Os funcionários da escola, se mulher, deve demonstrar ser uma esposa dedicada, mãe zelosa com seus filhos, feliz e satisfeita com a condição feminina que possui. A professora que passa a idéia de uma ansiedade na igualdade entre homens e mulheres, além de demonstrar que mulheres são inferiores aos homens, pois se fossem superiores não queriam igualdade, ignoram que já há igualdade entre homens e mulheres, exceto pelos benefícios a mais que as mulheres possuem. Rachel Sheherazade disse certa vez e eu já citei neste blog que:

Mas, se ainda assim, as mulheres insistem em se igualar aos homens devem começar abdicar da conveniente redoma que as protege das missões mais duras e das críticas mais espinhosas.

É proibido por lei mulher receber menos que o homem se executar as mesmas atividades e em igualdade de condições, a mulher tem um direito de 15min de intervalo quando do início de horas extras (art. 384 da CLT), a mulher se aposenta mais cedo que o homem, dentre outros benefícios que elas possuem por serem mulher, como licença maternidade, pausas para amamentação, dentre outros.

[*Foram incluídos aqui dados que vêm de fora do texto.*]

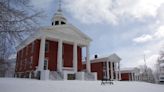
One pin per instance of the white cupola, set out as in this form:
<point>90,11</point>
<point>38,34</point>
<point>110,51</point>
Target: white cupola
<point>58,18</point>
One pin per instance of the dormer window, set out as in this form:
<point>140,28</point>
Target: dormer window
<point>56,22</point>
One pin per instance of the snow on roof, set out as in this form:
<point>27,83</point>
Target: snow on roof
<point>162,65</point>
<point>112,58</point>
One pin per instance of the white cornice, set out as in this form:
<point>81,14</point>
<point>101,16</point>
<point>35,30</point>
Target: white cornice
<point>67,33</point>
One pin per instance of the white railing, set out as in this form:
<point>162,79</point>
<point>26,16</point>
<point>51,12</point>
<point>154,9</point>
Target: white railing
<point>54,75</point>
<point>89,76</point>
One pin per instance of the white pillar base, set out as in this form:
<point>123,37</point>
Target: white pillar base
<point>45,75</point>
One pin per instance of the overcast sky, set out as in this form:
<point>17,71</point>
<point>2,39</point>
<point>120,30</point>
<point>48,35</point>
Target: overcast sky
<point>129,28</point>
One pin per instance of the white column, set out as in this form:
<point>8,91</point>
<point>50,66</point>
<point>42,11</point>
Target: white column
<point>132,76</point>
<point>116,71</point>
<point>111,70</point>
<point>41,53</point>
<point>88,66</point>
<point>60,56</point>
<point>119,71</point>
<point>107,65</point>
<point>75,57</point>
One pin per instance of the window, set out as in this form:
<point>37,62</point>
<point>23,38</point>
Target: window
<point>33,47</point>
<point>22,53</point>
<point>46,46</point>
<point>56,22</point>
<point>27,50</point>
<point>25,64</point>
<point>31,62</point>
<point>45,64</point>
<point>62,22</point>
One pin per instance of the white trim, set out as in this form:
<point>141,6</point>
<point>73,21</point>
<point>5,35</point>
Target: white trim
<point>41,53</point>
<point>58,32</point>
<point>75,59</point>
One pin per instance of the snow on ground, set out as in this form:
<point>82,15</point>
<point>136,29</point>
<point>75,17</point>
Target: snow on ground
<point>29,85</point>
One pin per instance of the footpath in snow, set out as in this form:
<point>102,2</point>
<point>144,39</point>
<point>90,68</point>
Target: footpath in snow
<point>28,85</point>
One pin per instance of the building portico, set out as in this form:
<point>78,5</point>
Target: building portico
<point>59,51</point>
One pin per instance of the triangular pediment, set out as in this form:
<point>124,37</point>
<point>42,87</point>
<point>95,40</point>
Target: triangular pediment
<point>114,58</point>
<point>69,30</point>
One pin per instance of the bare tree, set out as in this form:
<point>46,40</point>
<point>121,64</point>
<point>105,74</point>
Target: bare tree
<point>17,20</point>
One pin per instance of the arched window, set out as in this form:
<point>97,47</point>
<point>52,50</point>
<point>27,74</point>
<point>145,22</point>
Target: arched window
<point>45,64</point>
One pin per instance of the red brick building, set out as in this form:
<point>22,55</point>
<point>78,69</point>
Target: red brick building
<point>54,52</point>
<point>128,74</point>
<point>106,67</point>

Se o funcionário da escola for homem, deve demonstrar equilíbrio, respeito e admiração pela mulher, convidando os alunos a apresentarem o mesmo comportamento, afinal de contas, não se mostra que se gosta de mulher com submissão e satisfação dos próprios desejos, mas com educação, respeito e admi-
ração. Se não tem esse comportamento para com as mulheres, pode ser que goste de mulher, mas não goste tanto quanto deveria. Alunos homossexuais devem ser educados a respeitar as diversidades também, pois muito se fala da tolerância quanto aos homossexuais, mas pouco se fala da tolerância dos homossexuais para com os heterossexuais e é isso que gera o comportamento destrutivo e ofensivo por parte de algumas minorias exaltadas.

Tanto homens quanto mulheres devem educar, também pelo exemplo, pelo respeito, pela subordinação. Normalmente mulheres ocupam cargos de chefia e homens cargos subalternos. Homens acatarem ordens superiores com alegria e préstimo é uma excelente catequese aos alunos. Mulheres que ocupam postos elevados se comportarem e se vestirem com decência é uma excelente forma de educar pelo exemplo.

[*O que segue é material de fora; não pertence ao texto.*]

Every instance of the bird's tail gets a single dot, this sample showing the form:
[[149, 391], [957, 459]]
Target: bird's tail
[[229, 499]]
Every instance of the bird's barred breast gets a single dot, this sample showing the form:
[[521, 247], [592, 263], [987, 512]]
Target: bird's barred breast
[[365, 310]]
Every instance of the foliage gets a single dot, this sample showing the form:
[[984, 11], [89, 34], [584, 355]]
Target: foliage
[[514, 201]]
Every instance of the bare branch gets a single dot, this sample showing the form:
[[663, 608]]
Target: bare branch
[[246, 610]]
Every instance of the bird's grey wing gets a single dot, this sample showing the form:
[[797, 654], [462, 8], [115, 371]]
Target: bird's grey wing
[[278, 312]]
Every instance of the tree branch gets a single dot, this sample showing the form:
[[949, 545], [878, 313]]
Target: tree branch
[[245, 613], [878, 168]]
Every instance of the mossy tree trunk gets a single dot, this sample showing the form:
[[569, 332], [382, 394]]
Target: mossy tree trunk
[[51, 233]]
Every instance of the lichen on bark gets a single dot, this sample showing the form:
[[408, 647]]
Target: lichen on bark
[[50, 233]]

Conclusão: 1- As feministas, ao colocarem a culpa da violência contra a mulher nos homens, genericamente falando, estão cometendo uma injustiça, porque não são homens que praticam violência, mas criminosos, independente que sejam homens, mulheres, homossexuais, lésbicas, ou pansexual; 2- A modéstia e a decência é um expediente em que o maior beneficiado é o seu praticante; 3- Homens e mulheres devem manter uma relação saudável, discreta e respeitosa dentro do ambiente de trabalho,  sob  pena  de,  pelo exemplo,  acabar  se  incentivando que alunos ajam de
maneira semelhante, ou justificando atitudes piores por parte deles; 4- Dentro do ambiente escolar, o que deve transparecer na mulher é a satisfação da condição de mulher, mãe e esposa, enquanto o homem deve demonstrar caridade respeitosa (caridade, porque carinho pode ser mal interpretado), educação e reverência à figura feminina.

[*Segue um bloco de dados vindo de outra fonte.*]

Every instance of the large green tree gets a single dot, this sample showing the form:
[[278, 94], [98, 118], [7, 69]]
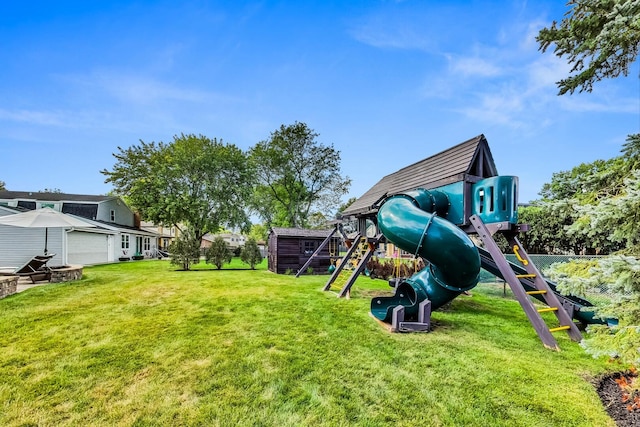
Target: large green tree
[[297, 176], [599, 38], [193, 181]]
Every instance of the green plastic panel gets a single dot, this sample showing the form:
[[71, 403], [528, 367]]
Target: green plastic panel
[[495, 199]]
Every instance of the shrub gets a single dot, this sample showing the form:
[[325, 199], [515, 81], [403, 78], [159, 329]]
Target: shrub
[[218, 253], [185, 250]]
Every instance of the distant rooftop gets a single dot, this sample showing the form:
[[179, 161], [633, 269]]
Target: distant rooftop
[[53, 197]]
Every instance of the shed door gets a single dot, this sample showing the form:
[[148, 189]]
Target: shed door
[[87, 248]]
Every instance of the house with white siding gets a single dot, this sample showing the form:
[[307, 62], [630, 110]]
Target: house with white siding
[[115, 235]]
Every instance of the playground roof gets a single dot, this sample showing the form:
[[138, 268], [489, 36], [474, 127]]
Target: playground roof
[[469, 161]]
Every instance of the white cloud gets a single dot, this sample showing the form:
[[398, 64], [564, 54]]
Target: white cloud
[[473, 66], [38, 118]]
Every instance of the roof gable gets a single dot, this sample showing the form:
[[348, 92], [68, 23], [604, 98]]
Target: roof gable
[[299, 232], [467, 160]]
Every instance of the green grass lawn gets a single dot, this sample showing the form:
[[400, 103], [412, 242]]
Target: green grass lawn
[[141, 344]]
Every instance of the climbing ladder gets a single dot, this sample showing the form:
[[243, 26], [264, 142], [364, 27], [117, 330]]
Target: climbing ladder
[[352, 264], [318, 251], [536, 283]]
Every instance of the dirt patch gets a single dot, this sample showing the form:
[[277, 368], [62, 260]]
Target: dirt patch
[[617, 402]]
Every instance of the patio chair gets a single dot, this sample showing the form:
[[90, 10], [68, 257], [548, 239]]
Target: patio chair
[[35, 269]]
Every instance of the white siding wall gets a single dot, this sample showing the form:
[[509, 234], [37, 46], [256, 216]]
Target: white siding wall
[[18, 245], [87, 248]]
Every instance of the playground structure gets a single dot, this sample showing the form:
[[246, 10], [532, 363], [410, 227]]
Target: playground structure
[[430, 209]]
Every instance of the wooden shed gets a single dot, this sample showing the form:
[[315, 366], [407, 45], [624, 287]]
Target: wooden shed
[[290, 248]]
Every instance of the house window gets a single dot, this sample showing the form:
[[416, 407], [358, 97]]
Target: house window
[[125, 241]]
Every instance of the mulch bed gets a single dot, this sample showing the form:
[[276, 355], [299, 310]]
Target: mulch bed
[[620, 406]]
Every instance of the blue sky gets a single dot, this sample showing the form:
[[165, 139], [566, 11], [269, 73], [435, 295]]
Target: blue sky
[[388, 83]]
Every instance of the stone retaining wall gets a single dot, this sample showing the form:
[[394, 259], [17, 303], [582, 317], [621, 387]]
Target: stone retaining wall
[[66, 273], [8, 285]]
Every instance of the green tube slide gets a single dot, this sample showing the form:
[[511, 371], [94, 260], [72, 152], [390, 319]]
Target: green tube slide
[[411, 221]]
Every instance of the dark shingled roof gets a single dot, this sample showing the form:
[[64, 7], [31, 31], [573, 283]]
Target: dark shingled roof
[[299, 232], [470, 158], [53, 197]]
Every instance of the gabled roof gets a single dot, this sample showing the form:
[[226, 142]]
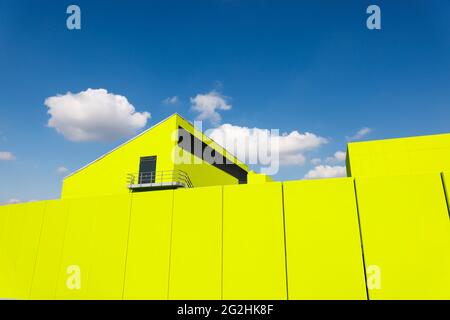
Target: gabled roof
[[121, 145], [140, 134]]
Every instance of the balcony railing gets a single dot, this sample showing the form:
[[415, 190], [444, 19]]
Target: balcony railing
[[159, 179]]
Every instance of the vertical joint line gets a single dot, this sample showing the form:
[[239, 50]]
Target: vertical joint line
[[170, 244], [127, 246], [37, 250], [221, 252], [361, 239], [285, 245], [445, 194]]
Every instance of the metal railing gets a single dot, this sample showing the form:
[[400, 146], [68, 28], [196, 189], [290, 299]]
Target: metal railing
[[166, 178]]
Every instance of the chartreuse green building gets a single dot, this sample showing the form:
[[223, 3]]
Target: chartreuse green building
[[172, 215]]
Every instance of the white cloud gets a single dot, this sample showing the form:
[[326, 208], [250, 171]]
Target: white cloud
[[6, 156], [360, 134], [13, 201], [62, 170], [338, 157], [250, 145], [94, 115], [171, 100], [208, 104], [326, 171]]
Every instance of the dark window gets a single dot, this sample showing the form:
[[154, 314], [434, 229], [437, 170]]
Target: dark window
[[147, 168], [197, 147]]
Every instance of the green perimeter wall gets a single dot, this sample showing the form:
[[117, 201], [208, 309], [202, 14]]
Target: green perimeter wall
[[321, 239]]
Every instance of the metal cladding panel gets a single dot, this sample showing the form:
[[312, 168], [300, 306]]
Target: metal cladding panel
[[19, 246], [406, 236], [253, 242], [324, 256], [50, 250], [196, 254], [147, 269]]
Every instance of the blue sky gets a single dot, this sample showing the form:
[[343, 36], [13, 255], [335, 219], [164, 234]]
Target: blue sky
[[306, 66]]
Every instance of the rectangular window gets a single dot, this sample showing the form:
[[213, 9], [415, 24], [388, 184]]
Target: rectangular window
[[147, 169]]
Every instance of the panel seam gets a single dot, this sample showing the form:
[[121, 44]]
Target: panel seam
[[361, 239], [128, 242], [285, 245], [445, 194], [170, 244], [38, 249]]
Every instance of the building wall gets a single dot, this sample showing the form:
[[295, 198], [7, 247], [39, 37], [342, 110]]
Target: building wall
[[293, 240], [108, 175], [412, 155], [200, 172]]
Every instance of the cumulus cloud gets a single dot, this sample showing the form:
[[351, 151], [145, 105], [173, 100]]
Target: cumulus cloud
[[326, 171], [360, 134], [6, 156], [208, 104], [263, 146], [171, 100], [94, 115], [62, 170], [13, 201]]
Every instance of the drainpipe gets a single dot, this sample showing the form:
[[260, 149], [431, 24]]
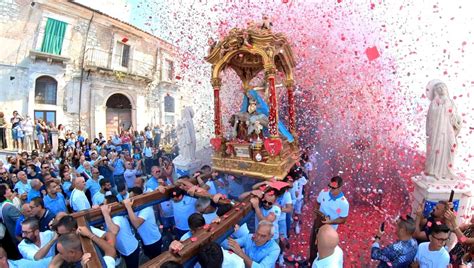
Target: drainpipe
[[82, 66]]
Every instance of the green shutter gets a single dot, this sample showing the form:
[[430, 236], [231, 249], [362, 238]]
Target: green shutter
[[53, 36]]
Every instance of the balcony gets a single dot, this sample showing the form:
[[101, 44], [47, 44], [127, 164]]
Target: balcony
[[97, 59], [50, 58]]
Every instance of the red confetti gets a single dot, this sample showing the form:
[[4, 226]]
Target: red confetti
[[372, 53]]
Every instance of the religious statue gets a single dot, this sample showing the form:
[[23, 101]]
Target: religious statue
[[249, 125], [266, 23], [442, 126], [186, 135]]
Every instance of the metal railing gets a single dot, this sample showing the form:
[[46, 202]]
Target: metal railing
[[99, 58]]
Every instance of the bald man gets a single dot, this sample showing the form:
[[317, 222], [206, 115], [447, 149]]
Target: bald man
[[330, 255], [79, 199]]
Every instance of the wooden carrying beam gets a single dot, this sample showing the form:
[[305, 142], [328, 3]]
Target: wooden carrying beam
[[88, 246], [211, 233], [94, 215]]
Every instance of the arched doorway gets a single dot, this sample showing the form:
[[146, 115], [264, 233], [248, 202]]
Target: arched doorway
[[118, 114]]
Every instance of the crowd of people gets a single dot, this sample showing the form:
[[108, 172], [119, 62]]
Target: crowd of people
[[40, 190]]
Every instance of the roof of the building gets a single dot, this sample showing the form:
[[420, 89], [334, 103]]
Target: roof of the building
[[121, 21]]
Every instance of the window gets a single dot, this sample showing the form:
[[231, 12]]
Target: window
[[169, 67], [53, 36], [48, 116], [123, 54], [169, 119], [46, 89], [169, 104]]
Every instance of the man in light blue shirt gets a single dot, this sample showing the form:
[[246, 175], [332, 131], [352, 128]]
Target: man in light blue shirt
[[152, 183], [54, 200], [144, 222], [23, 186], [257, 250], [35, 189], [5, 262], [99, 197], [78, 197], [93, 184], [196, 222], [127, 244], [183, 207]]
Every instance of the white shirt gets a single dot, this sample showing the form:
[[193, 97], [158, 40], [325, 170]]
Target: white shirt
[[79, 200], [209, 217], [148, 231], [109, 262], [336, 260], [98, 198], [298, 184], [28, 250], [283, 200], [431, 259], [334, 209], [275, 210], [232, 260], [212, 187], [126, 241], [22, 263], [182, 210]]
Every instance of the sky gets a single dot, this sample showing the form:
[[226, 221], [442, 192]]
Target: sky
[[417, 41]]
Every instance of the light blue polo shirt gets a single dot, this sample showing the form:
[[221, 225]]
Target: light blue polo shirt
[[98, 198], [277, 211], [66, 186], [79, 201], [55, 205], [148, 231], [264, 256], [209, 217], [151, 184], [167, 209], [126, 242], [119, 167], [186, 236], [333, 206], [32, 194], [93, 186], [22, 188], [182, 210], [282, 201], [212, 187], [21, 263]]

Eu já disse certa vez que a mulher que quer se igualar ao homem, na verdade, quer se rebaixar e reafirmo o mesmo. A figura pretensamente machista do homem trabalhando e a mulher cuidando da casa e da educação dos filhos, com certeza coloca a mulher numa função de grau de importância soberba que, se ofendida, acaba por desmoronar toda uma tradição moral, toda uma identidade social. De outro lado, a figura da feminista, mostrando os seios em manifestações nas ruas é uma figura perversa, assassina (aborto), infeliz consigo mesma, pois quer se igualar ao homem e que em nada contribui para o regular
desenvolvimento da humanidade, mas a volta à barbárie, sem contar que as verdadeiras mulheres que merecem nossa admiração e alcançaram enorme sucesso são mulheres decentes, modestas, trabalhadoras, mães exemplares e esposas dedicadas.


Essa posição não desmerece a mulher, pelo contrário, a coloca numa posição venerável.